Teichlab / celltypist

A tool for semi-automatic cell type classification
https://www.celltypist.org/
MIT License
284 stars 45 forks source link

undetermined cells #41

Closed pranithavangala closed 1 year ago

pranithavangala commented 1 year ago

Hi

Im trying to run celltypist on several different datasets (PBMCs, Spleenocytes etc) in almost all cases im getting more than 30% of cells being called as undetermined. I tried using some high quality public datasets as well but end up with same situation. Im using the low resolution Immune cell model. Can you help me understand what I can do to trouble shoot ?

ChuanXu1 commented 1 year ago

@pranithavangala, can you confirm you are using the most recent models? You can re-download them by celltypist.models.download_models(True)

pranithavangala commented 1 year ago

Thank you I downloaded recent model, now I have many Heterogeneous cells (>60%)

ChuanXu1 commented 1 year ago

@pranithavangala, when some homogeneous cell types are predicted together, it is possible that all of these cell types get similar high scores that will result in Heterogeneous. If your data have such spectrum of cell types, you can use the default mode to select/predict the cell type with the maximal likelihood.

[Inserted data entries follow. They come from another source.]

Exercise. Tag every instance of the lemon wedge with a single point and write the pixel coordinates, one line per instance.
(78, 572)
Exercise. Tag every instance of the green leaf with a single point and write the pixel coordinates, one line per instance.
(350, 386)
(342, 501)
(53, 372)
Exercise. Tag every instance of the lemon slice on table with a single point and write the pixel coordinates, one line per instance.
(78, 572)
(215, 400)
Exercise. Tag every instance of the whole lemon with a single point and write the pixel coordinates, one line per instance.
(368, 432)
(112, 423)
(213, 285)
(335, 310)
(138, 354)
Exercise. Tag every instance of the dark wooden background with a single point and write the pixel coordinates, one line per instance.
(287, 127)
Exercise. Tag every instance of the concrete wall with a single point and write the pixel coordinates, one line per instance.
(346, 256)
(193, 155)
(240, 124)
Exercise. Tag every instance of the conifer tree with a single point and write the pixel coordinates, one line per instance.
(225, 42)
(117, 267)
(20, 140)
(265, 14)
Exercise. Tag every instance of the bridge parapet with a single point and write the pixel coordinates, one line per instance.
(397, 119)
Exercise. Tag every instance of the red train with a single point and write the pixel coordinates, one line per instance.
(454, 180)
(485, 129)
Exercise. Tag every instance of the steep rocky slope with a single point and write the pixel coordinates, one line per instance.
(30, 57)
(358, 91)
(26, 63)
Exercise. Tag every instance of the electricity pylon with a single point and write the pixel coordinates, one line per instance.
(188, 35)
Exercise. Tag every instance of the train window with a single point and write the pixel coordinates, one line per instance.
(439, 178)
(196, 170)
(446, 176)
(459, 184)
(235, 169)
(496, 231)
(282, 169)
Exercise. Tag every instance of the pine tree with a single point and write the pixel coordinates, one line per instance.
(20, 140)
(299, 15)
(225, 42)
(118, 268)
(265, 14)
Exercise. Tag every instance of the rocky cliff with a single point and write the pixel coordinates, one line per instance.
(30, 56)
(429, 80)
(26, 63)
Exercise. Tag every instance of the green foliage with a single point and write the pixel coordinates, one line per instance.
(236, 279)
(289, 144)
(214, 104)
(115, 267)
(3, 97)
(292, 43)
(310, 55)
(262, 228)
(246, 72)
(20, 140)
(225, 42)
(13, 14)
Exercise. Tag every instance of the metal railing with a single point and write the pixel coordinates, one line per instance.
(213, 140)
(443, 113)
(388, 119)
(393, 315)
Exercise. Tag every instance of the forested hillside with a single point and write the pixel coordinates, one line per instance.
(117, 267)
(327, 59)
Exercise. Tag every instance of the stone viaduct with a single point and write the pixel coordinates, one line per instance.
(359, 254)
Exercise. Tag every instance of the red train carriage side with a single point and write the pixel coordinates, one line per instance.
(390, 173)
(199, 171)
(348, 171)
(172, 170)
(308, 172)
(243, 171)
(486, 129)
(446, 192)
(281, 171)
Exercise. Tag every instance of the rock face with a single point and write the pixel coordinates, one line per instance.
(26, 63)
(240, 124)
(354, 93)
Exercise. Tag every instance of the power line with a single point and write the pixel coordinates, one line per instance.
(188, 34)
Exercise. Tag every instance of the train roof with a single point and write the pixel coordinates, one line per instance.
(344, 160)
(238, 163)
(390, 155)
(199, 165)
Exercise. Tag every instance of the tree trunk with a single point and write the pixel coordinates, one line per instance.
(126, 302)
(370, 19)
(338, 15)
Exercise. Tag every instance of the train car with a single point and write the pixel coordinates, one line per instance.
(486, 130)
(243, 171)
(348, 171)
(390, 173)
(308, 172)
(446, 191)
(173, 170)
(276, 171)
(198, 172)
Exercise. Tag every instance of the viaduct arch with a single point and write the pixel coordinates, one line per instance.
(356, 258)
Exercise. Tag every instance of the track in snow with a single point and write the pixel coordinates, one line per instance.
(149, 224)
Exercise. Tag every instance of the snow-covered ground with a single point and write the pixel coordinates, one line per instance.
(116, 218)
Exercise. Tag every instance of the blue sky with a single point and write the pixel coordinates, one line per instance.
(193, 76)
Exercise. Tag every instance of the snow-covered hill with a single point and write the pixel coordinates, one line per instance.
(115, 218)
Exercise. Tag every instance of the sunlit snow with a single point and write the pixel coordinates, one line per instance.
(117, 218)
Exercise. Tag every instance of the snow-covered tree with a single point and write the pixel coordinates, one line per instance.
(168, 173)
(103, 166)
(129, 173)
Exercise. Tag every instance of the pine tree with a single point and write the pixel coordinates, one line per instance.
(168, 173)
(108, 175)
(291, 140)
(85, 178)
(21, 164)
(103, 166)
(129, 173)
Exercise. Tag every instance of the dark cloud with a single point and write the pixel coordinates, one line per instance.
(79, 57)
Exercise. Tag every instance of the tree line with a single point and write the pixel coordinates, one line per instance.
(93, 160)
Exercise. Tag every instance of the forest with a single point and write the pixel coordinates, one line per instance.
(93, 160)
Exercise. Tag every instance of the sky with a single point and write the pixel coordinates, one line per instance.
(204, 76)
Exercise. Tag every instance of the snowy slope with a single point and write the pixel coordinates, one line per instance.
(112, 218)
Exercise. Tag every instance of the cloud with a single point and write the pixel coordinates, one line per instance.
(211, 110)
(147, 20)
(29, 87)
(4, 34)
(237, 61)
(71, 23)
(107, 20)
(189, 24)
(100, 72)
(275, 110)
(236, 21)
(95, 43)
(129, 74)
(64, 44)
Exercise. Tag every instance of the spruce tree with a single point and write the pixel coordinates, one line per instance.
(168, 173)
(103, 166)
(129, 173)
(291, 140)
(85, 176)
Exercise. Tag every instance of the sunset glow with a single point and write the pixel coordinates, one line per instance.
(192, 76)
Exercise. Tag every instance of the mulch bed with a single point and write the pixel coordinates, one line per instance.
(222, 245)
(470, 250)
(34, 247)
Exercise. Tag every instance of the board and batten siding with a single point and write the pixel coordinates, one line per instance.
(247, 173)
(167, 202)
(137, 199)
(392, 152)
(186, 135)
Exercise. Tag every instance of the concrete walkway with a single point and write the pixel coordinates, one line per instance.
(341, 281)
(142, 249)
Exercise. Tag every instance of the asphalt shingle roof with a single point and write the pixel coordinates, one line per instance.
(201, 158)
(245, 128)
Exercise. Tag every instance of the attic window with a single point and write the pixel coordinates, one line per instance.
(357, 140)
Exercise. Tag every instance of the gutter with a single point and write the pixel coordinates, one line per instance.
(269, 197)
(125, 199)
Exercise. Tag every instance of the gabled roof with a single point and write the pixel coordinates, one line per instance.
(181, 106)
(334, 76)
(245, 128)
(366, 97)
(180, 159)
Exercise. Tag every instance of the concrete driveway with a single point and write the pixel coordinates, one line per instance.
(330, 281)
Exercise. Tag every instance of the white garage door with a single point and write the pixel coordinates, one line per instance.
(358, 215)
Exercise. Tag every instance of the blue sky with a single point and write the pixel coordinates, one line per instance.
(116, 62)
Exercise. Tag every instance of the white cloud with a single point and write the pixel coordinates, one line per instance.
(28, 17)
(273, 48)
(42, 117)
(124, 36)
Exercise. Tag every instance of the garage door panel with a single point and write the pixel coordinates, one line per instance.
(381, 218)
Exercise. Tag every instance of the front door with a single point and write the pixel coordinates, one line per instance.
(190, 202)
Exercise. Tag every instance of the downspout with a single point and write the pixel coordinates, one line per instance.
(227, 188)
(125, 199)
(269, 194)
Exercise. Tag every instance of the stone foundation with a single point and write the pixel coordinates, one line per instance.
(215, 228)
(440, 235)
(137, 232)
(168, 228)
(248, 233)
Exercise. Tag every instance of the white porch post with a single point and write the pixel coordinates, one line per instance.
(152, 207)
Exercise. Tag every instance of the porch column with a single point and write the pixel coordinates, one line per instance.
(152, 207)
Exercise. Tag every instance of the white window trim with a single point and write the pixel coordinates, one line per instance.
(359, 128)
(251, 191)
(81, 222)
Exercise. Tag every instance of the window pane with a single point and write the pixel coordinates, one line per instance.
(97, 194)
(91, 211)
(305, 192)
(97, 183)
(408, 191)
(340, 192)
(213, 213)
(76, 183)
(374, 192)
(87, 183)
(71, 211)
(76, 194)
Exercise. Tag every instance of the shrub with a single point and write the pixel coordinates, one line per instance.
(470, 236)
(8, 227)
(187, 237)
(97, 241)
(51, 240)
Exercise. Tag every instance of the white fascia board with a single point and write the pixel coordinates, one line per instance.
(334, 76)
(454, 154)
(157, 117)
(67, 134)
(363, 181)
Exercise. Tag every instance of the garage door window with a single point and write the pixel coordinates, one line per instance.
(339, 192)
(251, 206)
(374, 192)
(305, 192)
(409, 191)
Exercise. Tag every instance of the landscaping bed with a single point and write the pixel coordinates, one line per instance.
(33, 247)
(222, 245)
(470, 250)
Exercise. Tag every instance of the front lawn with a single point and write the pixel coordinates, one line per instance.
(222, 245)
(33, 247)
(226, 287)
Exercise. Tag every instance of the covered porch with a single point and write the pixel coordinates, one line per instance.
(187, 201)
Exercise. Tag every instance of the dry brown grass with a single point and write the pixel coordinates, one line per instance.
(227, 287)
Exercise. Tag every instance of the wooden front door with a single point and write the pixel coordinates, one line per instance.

pranithavangala commented 1 year ago

@ChuanXu1 I think there is something weird going on with Immune_All_Low.pkl. When I use Immune_All_high.pkl I get most cells predicted as T cells but when I change the model to Immune_All_Low then I get most as Heterogeneous or unassigned

Screen Shot 2022-11-04 at 10 01 37 AM
ChuanXu1 commented 1 year ago

@pranithavangala, as mentioned in my previous comment, when you use Immune_All_Low, there are a lot of very similar cell types in the model (especially in the T cell compartment) which are assigned close scores using CellTypist (for example, 0.95 vs. 0.9). You will thus possibly get Heterogeneous using a cutoff such as 0.5. You can try using the default mode (i.e., best) to select/predict the cell type with the maximal likelihood.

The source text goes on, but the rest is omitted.